Estudantes da Guiné entram em Portugal após comprovar inscrição no ensino superior

Estudantes guineenses manifestam-se junto ao Aeroporto de Lisboa pela liberdade dos 41 estudantes guineenses retidos no Aeroporto de Lisboa, 1 de setembro de 2025. Os 41 guineenses com visto de estudante impedidos de entrar em Portugal foram informados que têm até sexta-feira para apresentar a documentação solicitada após aterrarem ou seriam repatriados.
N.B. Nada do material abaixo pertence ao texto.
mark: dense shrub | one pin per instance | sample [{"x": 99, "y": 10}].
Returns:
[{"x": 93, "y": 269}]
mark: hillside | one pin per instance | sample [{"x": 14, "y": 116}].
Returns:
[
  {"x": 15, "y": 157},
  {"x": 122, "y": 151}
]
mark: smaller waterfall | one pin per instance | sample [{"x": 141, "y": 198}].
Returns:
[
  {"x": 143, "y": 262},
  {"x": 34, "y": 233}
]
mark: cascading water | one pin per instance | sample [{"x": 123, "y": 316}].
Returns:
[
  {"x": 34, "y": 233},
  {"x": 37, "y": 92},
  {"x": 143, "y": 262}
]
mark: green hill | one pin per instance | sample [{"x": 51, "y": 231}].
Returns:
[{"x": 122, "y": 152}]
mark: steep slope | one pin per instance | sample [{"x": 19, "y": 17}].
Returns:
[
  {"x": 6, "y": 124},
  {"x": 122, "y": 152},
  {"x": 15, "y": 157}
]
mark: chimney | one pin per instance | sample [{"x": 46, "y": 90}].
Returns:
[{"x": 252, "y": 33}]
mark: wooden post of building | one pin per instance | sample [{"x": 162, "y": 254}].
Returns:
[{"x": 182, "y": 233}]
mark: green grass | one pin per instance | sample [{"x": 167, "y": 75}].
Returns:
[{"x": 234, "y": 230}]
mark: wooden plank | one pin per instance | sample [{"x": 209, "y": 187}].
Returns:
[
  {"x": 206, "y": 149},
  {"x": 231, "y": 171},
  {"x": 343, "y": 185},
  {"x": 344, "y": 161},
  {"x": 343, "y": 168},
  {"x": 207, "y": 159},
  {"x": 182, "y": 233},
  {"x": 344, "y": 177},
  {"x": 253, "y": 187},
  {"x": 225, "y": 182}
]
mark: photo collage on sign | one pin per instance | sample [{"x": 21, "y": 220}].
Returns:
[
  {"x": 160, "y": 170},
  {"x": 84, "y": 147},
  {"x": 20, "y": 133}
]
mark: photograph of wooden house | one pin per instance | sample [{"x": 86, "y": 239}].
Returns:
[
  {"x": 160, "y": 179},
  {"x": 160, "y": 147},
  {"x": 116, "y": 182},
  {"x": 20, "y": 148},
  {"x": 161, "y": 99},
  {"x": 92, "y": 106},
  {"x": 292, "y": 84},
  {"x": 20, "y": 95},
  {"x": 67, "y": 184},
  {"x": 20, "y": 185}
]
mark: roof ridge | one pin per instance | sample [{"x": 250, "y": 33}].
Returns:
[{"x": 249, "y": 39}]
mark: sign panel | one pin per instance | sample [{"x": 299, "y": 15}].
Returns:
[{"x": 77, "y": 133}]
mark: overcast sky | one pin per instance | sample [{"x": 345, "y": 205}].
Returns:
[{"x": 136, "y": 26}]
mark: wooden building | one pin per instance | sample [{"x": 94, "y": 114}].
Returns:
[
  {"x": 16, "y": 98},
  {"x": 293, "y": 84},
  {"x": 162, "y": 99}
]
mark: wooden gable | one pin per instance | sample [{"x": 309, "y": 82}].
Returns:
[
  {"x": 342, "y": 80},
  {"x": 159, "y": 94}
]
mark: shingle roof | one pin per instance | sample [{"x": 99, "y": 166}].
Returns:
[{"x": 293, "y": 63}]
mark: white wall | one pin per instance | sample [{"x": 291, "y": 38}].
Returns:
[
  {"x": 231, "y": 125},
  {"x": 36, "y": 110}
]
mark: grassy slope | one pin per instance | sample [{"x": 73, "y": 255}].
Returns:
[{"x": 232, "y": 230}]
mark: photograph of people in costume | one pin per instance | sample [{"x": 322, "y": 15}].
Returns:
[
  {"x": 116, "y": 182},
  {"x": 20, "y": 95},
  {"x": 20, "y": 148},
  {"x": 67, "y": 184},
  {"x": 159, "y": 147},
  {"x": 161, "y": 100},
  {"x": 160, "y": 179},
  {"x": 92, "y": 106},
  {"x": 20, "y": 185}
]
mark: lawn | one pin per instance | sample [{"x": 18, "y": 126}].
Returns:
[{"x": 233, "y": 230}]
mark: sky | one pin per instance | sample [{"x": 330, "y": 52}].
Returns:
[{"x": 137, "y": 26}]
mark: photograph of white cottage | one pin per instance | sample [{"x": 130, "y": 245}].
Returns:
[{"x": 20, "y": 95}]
MIGUEL A. LOPES/LUSA

O grupo de cidadãos guineenses retidos no aeroporto de Lisboa foi autorizado a entrar em Portugal, após comprovada a sua inscrição no ensino superior português, com a exceção de um, que será repatriado, anunciou hoje a PSP.

Em comunicado, a direção nacional da PSP informou que a análise dos processos dos 34 cidadãos que estavam retidos no aeroporto foi concluída, tendo sido confirmado que estes “se encontram inscritos em instituições de ensino superior portuguesas, informação à qual a PSP só teve acesso depois dos pedidos de reapreciação”.

Com a exceção de um caso, “em que não estavam reunidos os pressupostos legais necessários”, foi autorizada a entrada em território nacional de todos os cidadãos abrangidos.

Os cidadãos obtiveram o visto de estudante ainda na Guiné-Bissau e pelos serviços consulares de Portugal, mas quando chegaram a Lisboa, no controle fronteiriço, foi-lhes solicitada a apresentação de mais documentos.

Entre os documentos solicitados constava a inscrição no ensino superior português, motivo que estes guineenses apresentaram para irem para Portugal.

As listas publicadas pela Direção-Geral do Ensino Superior (DGES), com o nome dos visados, demonstraram que estes estavam inscritos no ensino superior de Portugal, assegurando assim a entrada no país.

Ontem, um dirigente da Associação de Estudantes da Guiné-Bissau em Lisboa reiterou, numa manifestação no aeroporto, que eram 41 os jovens ali retidos, sendo que a PSP referia 34, e que ainda não tiveram qualquer apoio consular de Bissau.

Os jovens que ficaram retidos por não terem na sua posse um documento que justificasse os seus meios de subsistência, documento esse, frisou, que não lhes foi pedido na Guiné-Bissau.

O representante dos estudantes garantiu que os seus colegas lhes dizem que estão a passar por condições precárias, que não comem nem dormem bem, informação também contrariada pelo comunicado da PSP que frisa que, “relativamente às condições de acolhimento, a PSP assegurou, de forma contínua, refeições, condições de higiene e camas para os cidadãos que permaneceram na Zona Internacional (ZI)”.

Domingos da Cunha frisou que o termo de responsabilidade não é um documento difícil de se arranjar, que os advogados contratados pela associação estavam a tratar do caso, mas esperando que os seus colegas não fossemdeportados até sexta-feira, prazo legal que lhes foi dado para apresentar a documentação exigida à chegada de Portugal.

O coordenador garantiu que esteve a fazer de tudo para “libertar os colegas”.

Os cidadãos guineenses chegaram a Portugal com um visto de estudante, documentação passada pelas autoridades portuguesas nos serviços consulares da Guiné-Bissau, mas não conseguiram entrar em Portugal porque o serviço da imigração no aeroporto de Lisboa solicitou mais documentação.

Eliseu Sambú explicou que os estudantes apresentaram o passaporte e o visto e que os serviços os terão questionado sobre as universidades públicas portuguesas em que iriam estudar.

Estes estudantes estão inscritos no ensino superior português, com o seu nome na lista dos alunos colocados, segundo disse.

O porta-voz do grupo adiantou que, após esta solicitação, e com a ajuda da associação de estudantes, alguns familiares dos estudantes foram contactados e dirigiram-se ao aeroporto, onde apresentaram o documento.

A PSP informou hoje que a recusa da entrada em Portugal dos estudantes guineenses que se encontram no aeroporto de Lisboa se deveu à falta de provas de que o seu objetivo era estudar, bem como de meios de subsistência.